Published: June 10, 2002


Contact: Trey Rogers at (517) 355-0214 or Deb Pozega Osburn at (517) 355-2281 or


EAST LANSING, Mich. - Michigan State University is converting the Spartan Stadium field from artificial turf to natural grass, creating a revolutionary field that combines the desirable playing field of natural turf with flexibility and ability to repair damage. John N. "Trey" Rogers III, MSU's "sultan of sod," who led the MSU team that created the revolutionary mobile indoor field for the 1994 World Cup in the Pontiac Silverdome, answers questions about the new Spartan field.

How is this done?
The process involves breaking the field into movable modules. This system is similar to the one developed by MSU scientists for the 1994 World Cup.

The major benefits of a modular field include rapid drainage and air exchange, as well as ease of field replacement and environmental control of the root zone. Worn modules can easily be removed and replaced, and the field is ready to play on in a matter of hours. Also, heaters can be implemented to keep the root zone warm enough to provide favorable growing conditions late in the playing season.

In addition, the modular system allows for remote planting and maturation.

What is the time frame?
The modules do not have to be seeded and grown at the playing field site, so there has been a lot of flexibility.

Spartan Stadium was seeded in May 2001 and has matured since. The field will be more than a year old when play begins Aug. 31.

What does this take to grow the grass? Construction of the Spartan Stadium field began in March 2001. Thirty-five people at three university farms filled 6,000 modules with gravel and a root zone consisting of 90 percent sand and 10 percent silt and clay.

Of these 6,000 modules, 4,800 were used for the field and the remaining 1,200 will be used for a replacement nursery.

This process took approximately one month.

Then you build it?
Yes. In May 2001, Clark Cos. of Delhi, N.Y., came to MSU to place the modules in the exact configuration of Spartan Stadium, add 4 more inches of root zone and do a final grade. This took approximately three weeks.

On May 25, the 13-25-12 starter fertilizer was applied to the surface. On May 26, the field was seeded with nine varieties of Kentucky bluegrass (Champagne, Coventry, Limousine, Midnight, Moonlight, North Star, Rugby II, Serene and Unique) at a rate of 1.3lbs/1000ft2. The seed was sown with a Brillion seeder and a rotary spreader.

Through the rest of the spring and summer, the field matured as workers controlled weeds, mowed, watered and fertilized regularly. Beginning in late summer and continuing through fall, the field was frequently top-dressed to achieve an extra half-inch of root zone. In mid-November, a snow mold treatment was applied.

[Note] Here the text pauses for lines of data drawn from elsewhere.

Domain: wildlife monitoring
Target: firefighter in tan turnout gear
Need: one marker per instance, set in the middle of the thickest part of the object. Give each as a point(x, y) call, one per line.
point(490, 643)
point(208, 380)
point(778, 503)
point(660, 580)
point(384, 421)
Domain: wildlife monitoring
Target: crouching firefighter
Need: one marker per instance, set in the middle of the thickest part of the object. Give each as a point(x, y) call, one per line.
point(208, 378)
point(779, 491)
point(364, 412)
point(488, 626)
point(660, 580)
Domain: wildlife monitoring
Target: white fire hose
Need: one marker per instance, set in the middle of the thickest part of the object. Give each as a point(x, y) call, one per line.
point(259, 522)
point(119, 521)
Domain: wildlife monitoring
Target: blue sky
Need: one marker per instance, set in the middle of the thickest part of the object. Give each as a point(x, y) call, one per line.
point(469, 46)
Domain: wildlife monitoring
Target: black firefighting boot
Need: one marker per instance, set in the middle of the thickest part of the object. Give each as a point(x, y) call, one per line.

With a healthy, mature Spartan field, phase one of the Spartan Stadium conversion project was completed.

Phase two began the second week of December with the removal of the artificial turf in Spartan Stadium. Phase two, which was completed in May, involved putting a new floor, underground irrigation and ducts for heating in Spartan Stadium.

The final phase of the conversion, moving the modular turf into the stadium, is scheduled to begin on June 10.

What's so cool about this field?
"Is it the first one? This is actually the third field to employ the modules made by GreenTech. The first was Giants Stadium in 2000, followed by Virginia Tech in 2001. MSU will become the first to utilize this system in a stadium floor completely renovated for the system.

The field will have forced air-heating capabilities from the sidelines, as well as in ground irrigation. The field will stay inside the stadium year-round, except to be pulled out for "outside events."

Who's involved?
Eric Adkins, the newly hired field manager, and all of the MSU turf team are eagerly looking forward to the first kickoff on Aug. 31. The turf team consists of Trey Rogers and Jim Crum, both professors of crop and soil sciences, and staff members Ron Calhoun, Mark Collins, Frank Roggenbuck, Jason Henderson, Tim Van Loo, Tom McDonald and David Gilstrap, coordinator of the two-year athletic turf management program.

Also involved in this project are the University and Crop and Soil Science farms, headed by Bary Darling and Brian Graff, and MSU Grounds, led by Bill Ratliff.